Tz. 90

Eine gewichtige Ansicht geht beim unentgeltlichen Erwerb von einem Wahlrecht aus, ob überhaupt aktiviert werden muss.[214] Das gründet sich auf dem alten § 248 Abs. 2 HGB. Unentgeltlicher Erwerb durfte nach dieser Wertung bilanziell unbeachtlich bleiben. Nunmehr stellt das Wahlrecht gem. § 248 Abs. 2 Satz 1 HGB die Ausnahme zur Regel dar, dass alle Vermögensgegenstände zu aktivieren sind (Vollständigkeitsgebot, vgl. § 246 Abs. 1 Satz 1 HGB). Auch spielt die Unterscheidung zwischen entgeltlichem und unentgeltlichem Erwerb im Gesetz keine tragende Rolle mehr.[215] Abzulehnen ist die Ansicht, nach der zu fiktiven Anschaffungskosten zu bewerten ist.[216] Denn maßgeblich für den Zugangswert ist stets die Gegenleistung, die nicht vorliegt. Stattdessen ist der erhaltene Vermögensgegenstand mit 1 EUR als Erinnerungsposten anzusetzen. Nur so lassen sich Vollständigkeits- und Äquivalenzprinzip in Einklang bringen, ohne dass eines von beiden vollständig verdrängt wird.
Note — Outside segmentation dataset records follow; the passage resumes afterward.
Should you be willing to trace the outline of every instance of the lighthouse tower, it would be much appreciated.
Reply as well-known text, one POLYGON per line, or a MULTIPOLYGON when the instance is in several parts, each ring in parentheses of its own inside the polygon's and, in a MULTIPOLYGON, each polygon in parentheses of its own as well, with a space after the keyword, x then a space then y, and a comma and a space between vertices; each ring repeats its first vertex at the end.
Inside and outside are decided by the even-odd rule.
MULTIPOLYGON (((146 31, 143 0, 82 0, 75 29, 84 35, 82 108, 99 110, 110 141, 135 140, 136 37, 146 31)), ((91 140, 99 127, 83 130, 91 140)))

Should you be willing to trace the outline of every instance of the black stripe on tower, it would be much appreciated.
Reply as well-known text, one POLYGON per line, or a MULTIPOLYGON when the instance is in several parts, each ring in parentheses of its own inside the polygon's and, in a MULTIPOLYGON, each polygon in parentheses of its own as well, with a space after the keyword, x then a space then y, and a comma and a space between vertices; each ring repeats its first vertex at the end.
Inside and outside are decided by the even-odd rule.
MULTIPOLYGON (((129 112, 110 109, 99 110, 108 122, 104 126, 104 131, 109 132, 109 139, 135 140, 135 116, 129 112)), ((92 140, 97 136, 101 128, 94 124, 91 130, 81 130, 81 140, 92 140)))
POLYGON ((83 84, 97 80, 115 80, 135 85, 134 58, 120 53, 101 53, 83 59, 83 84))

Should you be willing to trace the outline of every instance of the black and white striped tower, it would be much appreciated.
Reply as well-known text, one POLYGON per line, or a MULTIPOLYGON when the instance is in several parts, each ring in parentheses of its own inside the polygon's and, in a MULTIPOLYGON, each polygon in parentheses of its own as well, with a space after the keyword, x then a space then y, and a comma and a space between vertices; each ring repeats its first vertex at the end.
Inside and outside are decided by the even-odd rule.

Etwas anderes gilt, wenn die unentgeltliche Leistung als Leistung ins Kapital erfolgt ist und dort entsprechend passiviert wird.[217] Maßgeblich ist insoweit die subjektive Zweckbestimmung des Zuwendenden (sogleich unten, vgl. Tz. 92).

[214] ADS, § 255 HGB Rn. 84; Knop/Küting, in: HdR, § 255 HGB Rn. 110; Schubert/Gadek, in: BeckBilKo, § 255 HGB Rn. 100.
[215] Ballwieser, in: MüKo-HGB, § 255 HGB Rn. 46; Ekkenga, in: KK-RechnR, § 255 HGB Rn. 35; Merkt, in: Baumbach/Hopt, HGB, § 255 HGB Rn. 5; Tiedchen, in: MüKo-BilR, § 255 HGB Rn. 44.
[216] Dafür aber die wohl h. M., vgl. Ballwieser, in: MüKo-HGB, § 255 HGB Rn. 46; Tiedchen, in: MüKo-BilR, § 255 HGB Rn. 45.
[217] Ekkenga, in: KK-RechnR, § 255 HGB Rn. 35.